The decision follows a case brought against the privacy campaigner Max Schrems against Facebook Ireland, when Facebook Ireland said it could not ensure adequate privacy protections for users in Europe with respect to their personal data sent to Facebook in the United States. This was due to the different nature of the US legal system's rules on national security, privacy and data protection.     

Initially, the Privacy Shield was negotiated with the US Department of Commerce between 2015 and 2016 to remedy the collapse of the Safe Harbour agreementin 2015, when the first Schrems case brought the end of that procedure.  

Amanda Brock, CEO at OpenUK, said: “The question really is how to bridge the gap between the UK and European privacy requirements and the fact that the US does not meet the ‘adequate protections test’, despite a huge number of European companies in our platform economy processing personal data there.

“If business goes down the route of a further sticking plaster, then it runs the risk of Schrems 3. It really is time for us to look long and hard at the issues cause by the US approach to privacy.”

However the CJEU has upheld the validity of the Standard Contractual Clauses scheme, thereby providing a safety net for transatlantic business. Also, EU data protection authorities will have a new role in assessing third countries’ protection and could ban exports of data to certain countries, and data exporters and importers using the standard contract clauses must verify the level of protection in the third country first.

Caitlin Fennessy, research director at the International Association of Privacy Professionals (IAPP), said this “will undoubtedly leave tens of thousands of U.S. companies scrambling and without a legal means to conduct transatlantic business, worth trillions of dollars annually.”

The judgement determined the General Data Protection Regulation (GDPR) provides that the transfer of such data to a third country may, in principle, take place only if the third country in question ensures an adequate level of data protection. In the absence of an adequacy decision, such transfer may take place only if the personal data exporter established in the EU has provided appropriate safeguards.

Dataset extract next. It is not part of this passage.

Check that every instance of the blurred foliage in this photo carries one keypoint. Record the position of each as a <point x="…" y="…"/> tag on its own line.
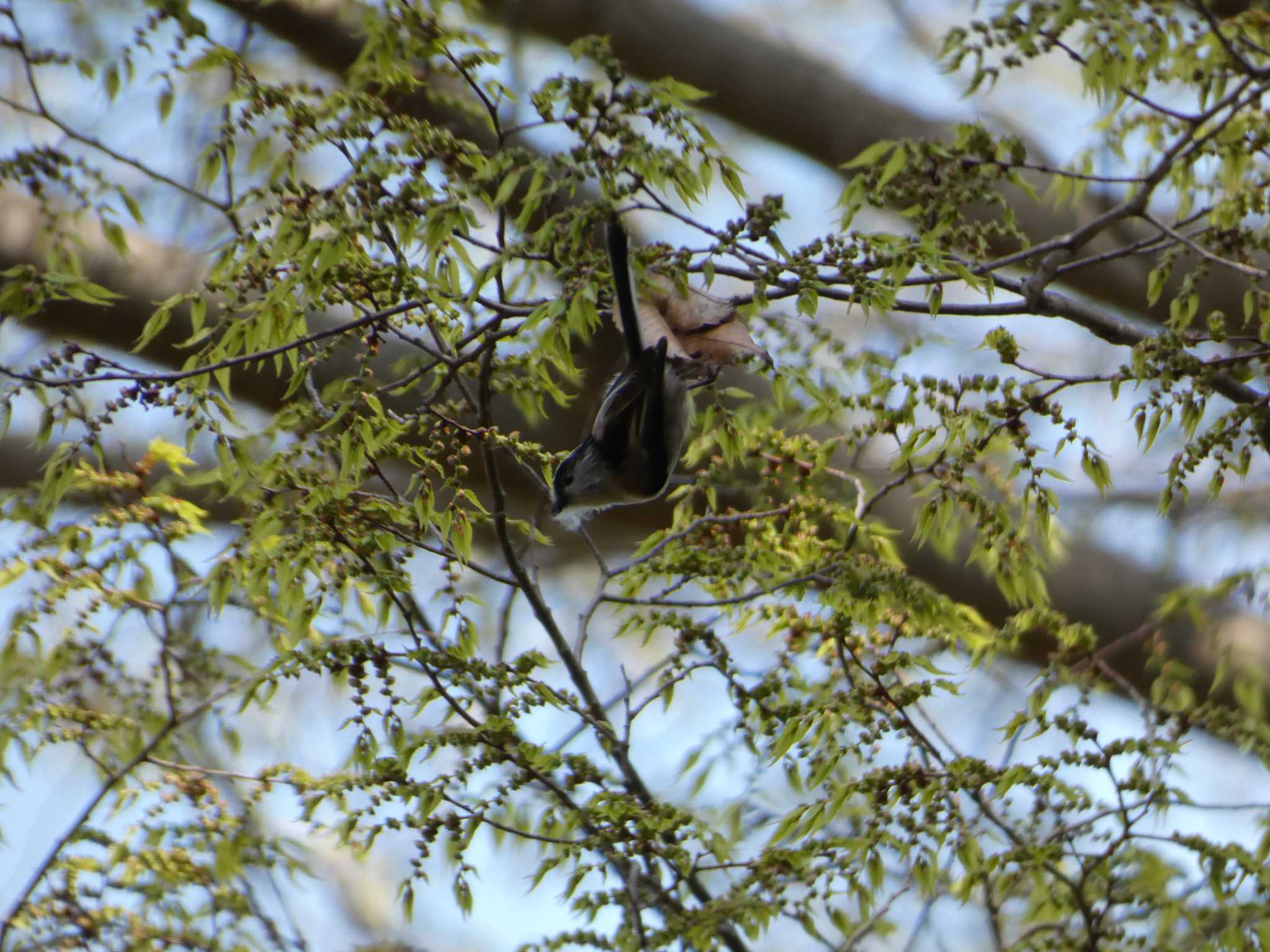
<point x="374" y="517"/>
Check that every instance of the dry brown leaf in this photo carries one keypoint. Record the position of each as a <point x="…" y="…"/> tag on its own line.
<point x="699" y="329"/>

In particular, the declaration was on decision 2016/1250, which refers to the adequacy of the protection provided by the EU-U.S. Privacy Shield, and that has been declared invalid.

Toni Vitale, partner and head of data protection at JMW Solicitors, said: “Put simply, the CJEU have an issue with the interference of the US national security and law enforcement agencies having priority over the fundamental right of privacy of the persons whose data is transferred to the US, and the surveillance program utilized in the USA.

“The limitation this places on the protection of personal data in the USA means that the EU-US Privacy Shield is not confined in a way that satisfies the GDPR requirements, and is not limited to what is strictly necessary.

“As such, the EU-US Privacy Shield has been declared invalid and it can no longer be relied on as a lawful mechanism by which to legitimately transfer data to the US.”

Schrems said he was very happy about the judgement. “This is a total blow to the Irish DPC and Facebook,” he said. “It is clear that the US will have to seriously change their surveillance laws, if US companies want to continue to play a major role on the EU market.

“The Court clarified for a second time now that there is a clash between EU privacy law and US surveillance law. As the EU will not change its fundamental rights to please the NSA, the only way to overcome this clash is for the US to introduce solid privacy rights for all people – including foreigners. Surveillance reform thereby becomes crucial for the business interests of Silicon Valley."